Robert Frost once said: “Time and tide wait for no man, but time always stands still for a woman of 30.”
What the hell does that even mean? Does it mean that after turning 30, a woman’s life is perpetually on a downward spiral — or worse — unobtrusively stagnant? That all of the choices a woman makes before the age of 30 will sustain deep, long-lasting consequences that will further alter the course of her life, like she’s some sort of unsuspecting pawn in one of those Choose Your Own Adventure stories? I hated those stories growing up as a kid. I always chose the adventure that ended with going into a stupid time machine and having to do the whole thing over again, or I turned into a hot dog. I didn’t want to be the hot dog anymore. And I certainly didn’t want to do my life over.
It’s not that my job was overly terrible. I was editing and writing for a city magazine. Serve up that little factoid onto people at a party and suddenly they think you’re Carrie Bradshaw or Jennifer Garner in that “13 Going on 30” film, all fancy clothing, Starbucks-sipping and happy typing in ceiling-to-sky window offices. It’s really not like that, and it really wasn’t for me.

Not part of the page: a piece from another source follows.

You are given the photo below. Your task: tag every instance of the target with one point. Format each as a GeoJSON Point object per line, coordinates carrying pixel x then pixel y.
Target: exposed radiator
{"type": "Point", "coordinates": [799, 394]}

A little preface about me: I wrote my first play at six years old. In high school, I wrote fan-fiction episodes of “The X-Files” and gave them as Christmas gifts to my friends. I advised my graduating class to “never settle” in my yearbook message and when it came to applying to colleges, I only applied to one: NYU. Before Alicia Keys even belted out the words, I always thought New York was the concrete jungle where my screenwriting dreams were made of. What can I say? I had big plans for myself.
But, like most aspiring artists, fame and fortune didn’t automatically roll out its red carpet for me. There were some pretty lean times with tons of serving jobs and odds jobs (including operating a hot dog stand) to help pay my rent.

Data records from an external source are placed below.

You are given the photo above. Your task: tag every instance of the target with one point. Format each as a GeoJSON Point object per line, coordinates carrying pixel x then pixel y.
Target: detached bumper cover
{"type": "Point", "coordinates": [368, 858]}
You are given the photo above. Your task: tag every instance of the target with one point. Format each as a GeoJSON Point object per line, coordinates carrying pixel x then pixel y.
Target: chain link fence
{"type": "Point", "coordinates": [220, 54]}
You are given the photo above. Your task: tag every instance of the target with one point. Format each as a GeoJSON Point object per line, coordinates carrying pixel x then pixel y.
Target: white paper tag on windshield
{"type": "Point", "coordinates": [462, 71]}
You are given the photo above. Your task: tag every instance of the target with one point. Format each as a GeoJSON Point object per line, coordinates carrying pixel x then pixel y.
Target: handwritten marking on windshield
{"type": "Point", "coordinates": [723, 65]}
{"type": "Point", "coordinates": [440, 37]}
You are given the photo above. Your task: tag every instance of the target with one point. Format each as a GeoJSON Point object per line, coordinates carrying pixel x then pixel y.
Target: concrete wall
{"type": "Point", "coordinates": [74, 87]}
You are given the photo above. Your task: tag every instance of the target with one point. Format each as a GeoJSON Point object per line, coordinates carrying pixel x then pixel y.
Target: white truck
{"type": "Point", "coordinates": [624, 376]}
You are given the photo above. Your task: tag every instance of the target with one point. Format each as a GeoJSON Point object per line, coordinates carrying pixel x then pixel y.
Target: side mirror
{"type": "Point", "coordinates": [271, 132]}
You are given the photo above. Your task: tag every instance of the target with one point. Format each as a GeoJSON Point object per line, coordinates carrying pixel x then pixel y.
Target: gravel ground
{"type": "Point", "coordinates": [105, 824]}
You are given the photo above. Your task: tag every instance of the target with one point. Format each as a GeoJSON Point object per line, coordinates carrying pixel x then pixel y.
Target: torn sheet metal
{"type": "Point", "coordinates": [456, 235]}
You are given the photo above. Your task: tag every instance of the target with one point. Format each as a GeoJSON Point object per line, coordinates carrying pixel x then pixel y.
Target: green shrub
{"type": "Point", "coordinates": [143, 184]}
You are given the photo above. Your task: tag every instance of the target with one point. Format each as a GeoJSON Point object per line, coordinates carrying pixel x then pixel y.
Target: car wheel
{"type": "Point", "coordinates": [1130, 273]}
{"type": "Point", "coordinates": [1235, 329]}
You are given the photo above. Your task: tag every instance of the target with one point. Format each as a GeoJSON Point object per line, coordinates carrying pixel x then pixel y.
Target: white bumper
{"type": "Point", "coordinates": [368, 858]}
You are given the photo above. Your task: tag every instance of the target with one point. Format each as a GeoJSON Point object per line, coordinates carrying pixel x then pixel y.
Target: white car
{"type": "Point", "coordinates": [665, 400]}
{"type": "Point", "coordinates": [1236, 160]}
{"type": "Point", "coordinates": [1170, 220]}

There had been also another meltdown moment. I was 24 years old, barely out of college, I didn’t know how to start my “real career” as a screenwriter. My inability to propel forward made me a monster truck of a wreck, sabotaging everything around me. I got fired from my restaurant job, I alienated my family and friends, and then this scene happened: My boyfriend and I were at a bar. We were in that bickering pre-breakup phase. He made a douchey comment about how my dreams were just “too big” and I sulked. He said to me, “Look, it’s not that I don’t want you to succeed, but I just don’t want to see you be a waitress at 30.”
From then on, I only sought out “real jobs” that made use of my talents and skills, but were devoid of my true passion.

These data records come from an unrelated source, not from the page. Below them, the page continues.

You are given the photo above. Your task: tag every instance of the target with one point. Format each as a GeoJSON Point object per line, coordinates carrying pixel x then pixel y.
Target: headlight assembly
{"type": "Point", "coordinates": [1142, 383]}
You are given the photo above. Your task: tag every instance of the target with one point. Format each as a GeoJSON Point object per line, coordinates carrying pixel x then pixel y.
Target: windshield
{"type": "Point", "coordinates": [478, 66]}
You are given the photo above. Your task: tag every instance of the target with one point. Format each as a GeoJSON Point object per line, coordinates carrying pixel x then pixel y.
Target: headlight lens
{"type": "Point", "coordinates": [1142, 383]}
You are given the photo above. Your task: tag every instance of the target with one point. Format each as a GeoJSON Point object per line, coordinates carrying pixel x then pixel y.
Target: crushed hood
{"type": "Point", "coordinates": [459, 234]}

Flash forward to the parking lot scene where I’m 30, and that boyfriend is long gone (I got rid of him a week after he made that comment) and I’m writing for a living. It wasn’t a terrible existence (even if I had threatened to just end it all by throwing myself in front of oncoming traffic) but I still had that little injury of mine. Was I going to let the wound scab over and forget about it or would I pick at it instead? Well, I’ve always been a picker.
With my mom’s voice echoing in my ear, I knew I had to choose a new adventure.
It’s been about two months since I quit, and though it would be a great ending if I told you that I sold my pilot to HBO, I cannot. What I can tell you is I have been the most prolific in these last few weeks than I have in the last few years. Most importantly, I can tell you that I am happy. That sentiment is shocking to those who can’t believe I’d give up financial security or a fancy job title to follow my passion of writing for TV and film. I get a lot of “Oh. Really?” (as if I just told them I hated “Game of Thrones” or something). But I consider myself lucky to not only know what my calling in life is, but that I am at the perfect moment in my life to achieve it. Because as much as I would like to have those three M’s in my life at some point, the fact that I don’t have any of them right now is actually a blessing. I can concentrate on my “too big” dreams without bearing responsibility for anyone else’s well being. Though it’s not paying the bills yet, I am hopeful.
So, just how am I paying the bills? I’m waitressing. At 30.